Gemiddeld bestaat in Nederland 64 procent van de bezittingen van huishoudens uit vastgoed (CBS, 2025). Dat woningbezit zo’n groot aandeel vormt in het vermogen komt doordat woningbezit fiscaal gestimuleerd wordt en in tegenstelling tot veel andere bezitting met geleend geld wordt gefinancierd.

Er zijn flinke verschillen tussen de vermogensklassen als het om de rol van vastgoed gaat. Bij de laagste vier decielen is vastgoed de grootste vermogenscomponent, maar komt bij slechts zes procent van de huishoudens voor. Van de huishoudens in de middenklasse (vermogensdecielen 5 tot en met 9) bezit 89 procent vastgoed. Dit is ook hier veruit de belangrijkste vermogenscomponent, met gemiddeld 83 procent van het totale bezit. Bij het hoogste vermogensdeciel is het vermogen breder gespreid. Hoewel 89 procent vastgoed bezit, vormt dit slechts 44 procent van hun totale bezittingen.

In dit artikel laat ik zien dat de asymmetrie in vermogenssamenstelling ervoor zorgt dat wanneer de hypotheekrenteaftrek wordt afgeschaft, de vermogensongelijkheid toeneemt.

Groei vermogensongelijkheid

Swank en Van der Windt (2025, in dit nummer) stellen dat directe afschaffing van de hypotheekrenteaftrek voor nieuwe hypotheken zou leiden tot een cumulatieve prijsdaling van 22,2 procentpunt ten opzichte van het basisscenario, waarin de aftrek blijft bestaan en huizenprijzen in vijf jaar met 38,8 procent zouden stijgen. Zij erkennen dat afschaffing het vermogen van veel huishoudens zou doen krimpen.

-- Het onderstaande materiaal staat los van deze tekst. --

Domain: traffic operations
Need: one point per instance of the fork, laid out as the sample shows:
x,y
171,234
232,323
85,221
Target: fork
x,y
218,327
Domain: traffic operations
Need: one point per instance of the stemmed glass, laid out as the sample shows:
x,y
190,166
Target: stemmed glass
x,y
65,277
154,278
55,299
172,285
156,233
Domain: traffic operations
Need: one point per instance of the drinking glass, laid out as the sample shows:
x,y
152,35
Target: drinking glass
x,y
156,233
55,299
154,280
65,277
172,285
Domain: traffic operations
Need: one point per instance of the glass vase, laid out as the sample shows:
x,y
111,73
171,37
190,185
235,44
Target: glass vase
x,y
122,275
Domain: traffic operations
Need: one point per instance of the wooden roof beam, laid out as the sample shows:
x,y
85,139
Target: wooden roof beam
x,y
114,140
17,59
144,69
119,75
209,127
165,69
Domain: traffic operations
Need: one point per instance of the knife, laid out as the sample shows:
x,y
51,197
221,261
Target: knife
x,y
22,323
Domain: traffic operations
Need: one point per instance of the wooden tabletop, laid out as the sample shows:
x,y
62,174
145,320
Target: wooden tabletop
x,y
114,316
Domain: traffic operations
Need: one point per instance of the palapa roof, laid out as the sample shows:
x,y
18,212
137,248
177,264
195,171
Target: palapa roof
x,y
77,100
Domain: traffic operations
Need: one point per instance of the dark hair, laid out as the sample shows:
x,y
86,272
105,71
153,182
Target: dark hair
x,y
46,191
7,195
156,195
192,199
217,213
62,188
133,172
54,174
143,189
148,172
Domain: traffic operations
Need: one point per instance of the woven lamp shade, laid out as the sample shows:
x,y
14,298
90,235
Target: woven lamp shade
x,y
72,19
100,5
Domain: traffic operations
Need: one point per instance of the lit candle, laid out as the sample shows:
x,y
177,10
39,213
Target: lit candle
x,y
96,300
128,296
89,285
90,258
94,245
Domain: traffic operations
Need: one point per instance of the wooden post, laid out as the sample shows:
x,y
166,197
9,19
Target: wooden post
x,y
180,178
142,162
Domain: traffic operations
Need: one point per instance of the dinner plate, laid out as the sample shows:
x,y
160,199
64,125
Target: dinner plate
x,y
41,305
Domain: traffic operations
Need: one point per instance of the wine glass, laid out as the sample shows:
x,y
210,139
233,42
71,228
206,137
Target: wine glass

Zonder afschaffing van de hypotheekrenteaftrek stijgen de huizenprijzen met 6,8 procent per jaar, ongeveer gelijk aan de groei van ander vermogen. Bij afschaffing blijft die stijging steken op 3,15 procent, een lagere groei dan ander vermogen. Omdat lagere en middenvermogens voor hun vermogensomvang sterk afhankelijk zijn van huizenprijzen, is de daling van de vermogensgroei voor deze groepen groter dan voor de meest vermogenden. Daardoor nemen de vermogens aan de bovenkant van de verdeling relatief aan de rest sneller toe en groeit de vermogensongelijkheid.

Vermogensontwikkeling

Om de vermogenseffecten van afschaffing van de hypotheekrenteaftrek in kaart te brengen, bereken ik de verwachte vermogensverdeling voor 2030 per deciel op basis van CBS-gegevens over die decielen. Hierbij ga ik ervan uit, net als Swank en Van der Windt, dat de huizenprijzen met 3,15 procent stijgen als de hypotheekrente wordt afgeschaft en 6,8 procent als die in stand blijft. Afschaffing van de hypotheekrenteaftrek heeft ook effect op de hypotheekschulden. Die stijgen met 3,75 procent zonder aftrek en met 4,75 procent met (gebaseerd op Janssen en Brosens, 2017).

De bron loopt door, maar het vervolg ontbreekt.